Last month, when the results of the Minnesota Comprehensive Assessments were released, for the second year running more than half of those schools that “beat the odds” — that is, have both high test scores and high poverty rates — catered to a single ethnic or racial group.
The north Minneapolis charters Harvest Prep and Seed Academy, for instance, serve impoverished African-Americans who score well above state averages. Twin Cities International Elementary and Higher Ground Academy both post higher-than-average scores from African immigrants.
And then last week, my colleague Cynthia Boyd, author of MinnPost’s Community Sketchbook blog, posted a story about a recent survey that showed an exceptional percentage of Somali children enter kindergarten ready to learn, according to standardized measurements.
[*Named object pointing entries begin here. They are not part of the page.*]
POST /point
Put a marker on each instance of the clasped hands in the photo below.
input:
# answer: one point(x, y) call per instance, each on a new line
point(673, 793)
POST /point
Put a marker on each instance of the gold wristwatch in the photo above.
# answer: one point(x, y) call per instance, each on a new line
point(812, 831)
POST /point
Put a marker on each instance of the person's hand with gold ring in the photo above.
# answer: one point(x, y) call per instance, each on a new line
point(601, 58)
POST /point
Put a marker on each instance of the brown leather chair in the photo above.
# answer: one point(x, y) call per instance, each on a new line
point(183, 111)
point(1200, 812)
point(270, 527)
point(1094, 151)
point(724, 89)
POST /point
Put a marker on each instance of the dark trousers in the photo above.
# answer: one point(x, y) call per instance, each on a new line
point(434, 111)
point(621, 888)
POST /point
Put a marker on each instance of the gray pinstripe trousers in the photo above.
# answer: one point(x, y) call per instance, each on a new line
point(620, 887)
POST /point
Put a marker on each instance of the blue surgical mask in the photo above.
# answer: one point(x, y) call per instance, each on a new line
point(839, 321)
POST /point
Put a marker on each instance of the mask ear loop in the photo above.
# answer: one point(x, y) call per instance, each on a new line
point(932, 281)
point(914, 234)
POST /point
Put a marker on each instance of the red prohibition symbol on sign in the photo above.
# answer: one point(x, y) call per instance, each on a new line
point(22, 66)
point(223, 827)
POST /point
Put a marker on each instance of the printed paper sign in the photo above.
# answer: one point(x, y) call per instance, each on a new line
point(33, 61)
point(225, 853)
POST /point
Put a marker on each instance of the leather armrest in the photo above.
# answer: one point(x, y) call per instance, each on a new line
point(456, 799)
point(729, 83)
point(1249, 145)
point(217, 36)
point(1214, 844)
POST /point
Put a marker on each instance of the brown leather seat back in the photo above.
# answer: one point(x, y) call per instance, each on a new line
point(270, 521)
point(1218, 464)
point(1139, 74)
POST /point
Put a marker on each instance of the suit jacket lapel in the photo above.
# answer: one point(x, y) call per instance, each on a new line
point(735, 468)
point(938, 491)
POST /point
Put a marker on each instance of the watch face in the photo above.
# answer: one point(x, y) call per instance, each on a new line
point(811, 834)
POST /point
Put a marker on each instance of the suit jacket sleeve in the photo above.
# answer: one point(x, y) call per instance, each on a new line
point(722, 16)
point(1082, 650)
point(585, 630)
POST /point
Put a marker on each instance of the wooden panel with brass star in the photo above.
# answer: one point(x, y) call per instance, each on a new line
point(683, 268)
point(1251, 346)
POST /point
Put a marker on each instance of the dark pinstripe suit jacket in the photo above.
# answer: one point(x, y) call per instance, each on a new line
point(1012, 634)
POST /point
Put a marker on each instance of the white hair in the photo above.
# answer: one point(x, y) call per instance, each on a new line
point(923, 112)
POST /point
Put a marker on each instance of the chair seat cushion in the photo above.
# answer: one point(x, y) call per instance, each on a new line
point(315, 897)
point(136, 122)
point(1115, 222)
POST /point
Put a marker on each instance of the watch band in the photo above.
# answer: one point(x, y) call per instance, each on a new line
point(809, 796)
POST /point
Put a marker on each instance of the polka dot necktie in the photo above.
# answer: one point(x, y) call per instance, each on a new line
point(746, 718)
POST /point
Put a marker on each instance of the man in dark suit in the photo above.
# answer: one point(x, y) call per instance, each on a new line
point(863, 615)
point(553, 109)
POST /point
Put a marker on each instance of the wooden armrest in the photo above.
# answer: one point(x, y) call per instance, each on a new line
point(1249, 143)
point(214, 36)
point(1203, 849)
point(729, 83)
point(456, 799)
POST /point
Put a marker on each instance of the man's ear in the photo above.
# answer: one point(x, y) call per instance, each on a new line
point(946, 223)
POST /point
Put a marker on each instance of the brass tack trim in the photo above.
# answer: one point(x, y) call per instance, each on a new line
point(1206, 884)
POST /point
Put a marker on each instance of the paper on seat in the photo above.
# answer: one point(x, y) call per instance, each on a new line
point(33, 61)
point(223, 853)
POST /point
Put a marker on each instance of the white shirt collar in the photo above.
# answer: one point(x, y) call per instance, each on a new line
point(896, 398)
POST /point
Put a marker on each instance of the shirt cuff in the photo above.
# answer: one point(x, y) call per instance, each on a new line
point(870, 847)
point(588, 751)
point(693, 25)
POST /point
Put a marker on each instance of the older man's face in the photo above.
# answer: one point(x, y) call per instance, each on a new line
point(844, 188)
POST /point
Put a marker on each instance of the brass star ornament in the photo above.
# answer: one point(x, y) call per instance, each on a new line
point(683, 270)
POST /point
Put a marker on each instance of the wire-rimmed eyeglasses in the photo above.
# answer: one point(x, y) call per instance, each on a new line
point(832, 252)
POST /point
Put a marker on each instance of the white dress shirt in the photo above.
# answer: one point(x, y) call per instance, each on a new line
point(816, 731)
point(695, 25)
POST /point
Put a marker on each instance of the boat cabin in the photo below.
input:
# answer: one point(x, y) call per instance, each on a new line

She talked to a number of educators and service providers while putting together her article, which mentioned Somali parents’ intense interest in education as one possible factor.
Talking about the intersection of race, culture and education is about as charged a conversation as exists today — something I daresay is reflected by some recent red-hot comment threads on this very site. It’s easy for people to look at a particular set of numbers and assume that the message to be gleaned is that one group of kids is better positioned to learn, or otherwise holds the keys to the kingdom of success.
Cindy and I have had a couple of conversations about this in recent days because we’re both interested in continuing to explore the lessons these statistical outlier schools hold for anyone interested in closing the achievement gap.
Article bears revisiting
As a part of that exchange, she passed along a link to a story The New York Times ran a couple of years ago that I think bears revisiting in light of this discussion. The article took a look at what was then 138 charter schools that focused on specific immigrant or ethnic groups.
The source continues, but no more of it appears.